Now, let us find the area of the lower circle only because the bucket is open at the top. So, no sheet is used there.
We know that the area of a circle is given by $A = \pi {r^2}$, where r is the radius of the circle.
Hence, the area of the bottom circle is $A = \pi {r^2} = 3.14 \times 5 \times 5 = 78.5$ $cm^2$ (Because $\pi = 3.14$) …….(1)
Now, we know that area of a frustum is given by $A = \pi ({r_1} + {r_2})l$, where ${r_1} + {r_2}$ is sum of both the radii upper and lower and l is the slant height of the frustum.
Now to apply this formula, we need to find l that is the slant height.
Using the formula for l that is $l = \sqrt {{{({r_1} - {r_2})}^2} + {h^2}} $ where h is the depth of the frustum.
So, $l = \sqrt {{{(15 - 5)}^2} + {{24}^2}} = \sqrt {100 + 576} = \sqrt {676} = 26cm$.
So, now putting these values in $A = \pi ({r_1} + {r_2})l$, we will get:-
$A = \pi ({r_1} + {r_2})l = 3.14 \times (15 + 5) \times 26 = 1632.9$ $cm^2$.
So, the total surface area of the bucket is (1632.9 + 78.5) $cm^2 $. That is 1711.4 $cm^2$.

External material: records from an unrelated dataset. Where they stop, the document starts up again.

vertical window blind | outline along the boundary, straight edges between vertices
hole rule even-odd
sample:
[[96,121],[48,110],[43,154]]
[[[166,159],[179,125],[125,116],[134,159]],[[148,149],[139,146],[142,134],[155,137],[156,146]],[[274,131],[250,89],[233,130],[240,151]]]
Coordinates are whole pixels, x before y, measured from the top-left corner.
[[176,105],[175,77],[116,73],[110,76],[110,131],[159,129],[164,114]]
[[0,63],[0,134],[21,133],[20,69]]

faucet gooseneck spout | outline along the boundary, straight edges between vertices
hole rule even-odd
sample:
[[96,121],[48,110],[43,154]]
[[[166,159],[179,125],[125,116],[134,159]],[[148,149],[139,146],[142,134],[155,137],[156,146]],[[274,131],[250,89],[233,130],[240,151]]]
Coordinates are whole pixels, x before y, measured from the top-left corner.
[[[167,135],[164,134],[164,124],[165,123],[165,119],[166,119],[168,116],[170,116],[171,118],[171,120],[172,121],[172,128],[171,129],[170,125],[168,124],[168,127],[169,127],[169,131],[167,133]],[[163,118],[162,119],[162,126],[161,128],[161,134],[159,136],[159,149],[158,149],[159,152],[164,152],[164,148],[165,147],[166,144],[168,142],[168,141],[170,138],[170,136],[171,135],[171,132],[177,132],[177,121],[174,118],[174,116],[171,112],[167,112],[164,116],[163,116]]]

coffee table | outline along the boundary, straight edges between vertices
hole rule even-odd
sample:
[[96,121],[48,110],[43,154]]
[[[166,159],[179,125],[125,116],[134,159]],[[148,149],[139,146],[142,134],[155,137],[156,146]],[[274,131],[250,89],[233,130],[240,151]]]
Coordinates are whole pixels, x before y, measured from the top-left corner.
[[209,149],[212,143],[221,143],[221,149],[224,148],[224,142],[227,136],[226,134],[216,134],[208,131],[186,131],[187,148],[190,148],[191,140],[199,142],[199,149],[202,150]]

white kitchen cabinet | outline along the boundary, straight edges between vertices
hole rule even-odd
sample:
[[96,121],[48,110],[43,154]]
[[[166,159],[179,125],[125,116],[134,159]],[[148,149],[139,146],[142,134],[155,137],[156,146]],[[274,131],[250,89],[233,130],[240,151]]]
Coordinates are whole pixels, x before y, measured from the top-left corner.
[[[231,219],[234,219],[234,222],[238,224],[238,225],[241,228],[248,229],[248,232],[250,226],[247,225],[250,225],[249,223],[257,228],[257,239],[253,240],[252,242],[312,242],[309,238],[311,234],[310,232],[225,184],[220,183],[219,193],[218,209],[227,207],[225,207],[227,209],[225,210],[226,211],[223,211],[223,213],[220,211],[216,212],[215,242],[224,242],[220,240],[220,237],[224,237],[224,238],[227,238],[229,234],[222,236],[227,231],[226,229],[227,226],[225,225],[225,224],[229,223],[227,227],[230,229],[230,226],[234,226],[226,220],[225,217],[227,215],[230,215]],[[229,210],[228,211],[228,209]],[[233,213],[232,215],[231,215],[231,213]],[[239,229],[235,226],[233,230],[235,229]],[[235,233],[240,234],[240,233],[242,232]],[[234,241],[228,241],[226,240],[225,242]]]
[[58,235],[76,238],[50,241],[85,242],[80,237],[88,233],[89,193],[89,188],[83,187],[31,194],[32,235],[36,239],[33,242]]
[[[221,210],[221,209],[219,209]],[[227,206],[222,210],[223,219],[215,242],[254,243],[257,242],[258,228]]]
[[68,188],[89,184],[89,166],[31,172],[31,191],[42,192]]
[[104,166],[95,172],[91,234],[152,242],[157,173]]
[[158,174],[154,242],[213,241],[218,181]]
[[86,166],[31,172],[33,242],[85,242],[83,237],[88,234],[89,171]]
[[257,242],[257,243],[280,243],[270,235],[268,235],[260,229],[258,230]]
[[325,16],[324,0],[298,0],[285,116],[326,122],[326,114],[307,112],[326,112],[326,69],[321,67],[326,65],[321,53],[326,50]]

Now, we have been given that for 100 $cm^2$ the cost is Rs. 10.
So, for 1 $cm^2$ the cost will be $Rs.\dfrac{{10}}{{100}} = Rs.\dfrac{1}{{10}}$.
So, for $1632.9$ $cm^2$, the cost will be $Rs.\dfrac{1}{{10}} \times 1711.4 = Rs.171.14$.
Hence, the cost will be Rs. 171.14.
The nearest integer to it will be Rs. 171.


Note: The students might make the mistake of using $\pi = \dfrac{{22}}{7}$ instead of $\pi = 3.14$ which will change the values a bit. So, take care regarding that. See if some particular value is mentioned, use that only. Otherwise, it is up to you.
The students might make the mistake of using height in the formula of area of frustum because slant height is also an height but remember slant height is the line joining the boundary of both the circle and height/ depth is the line joining the centers of the circles.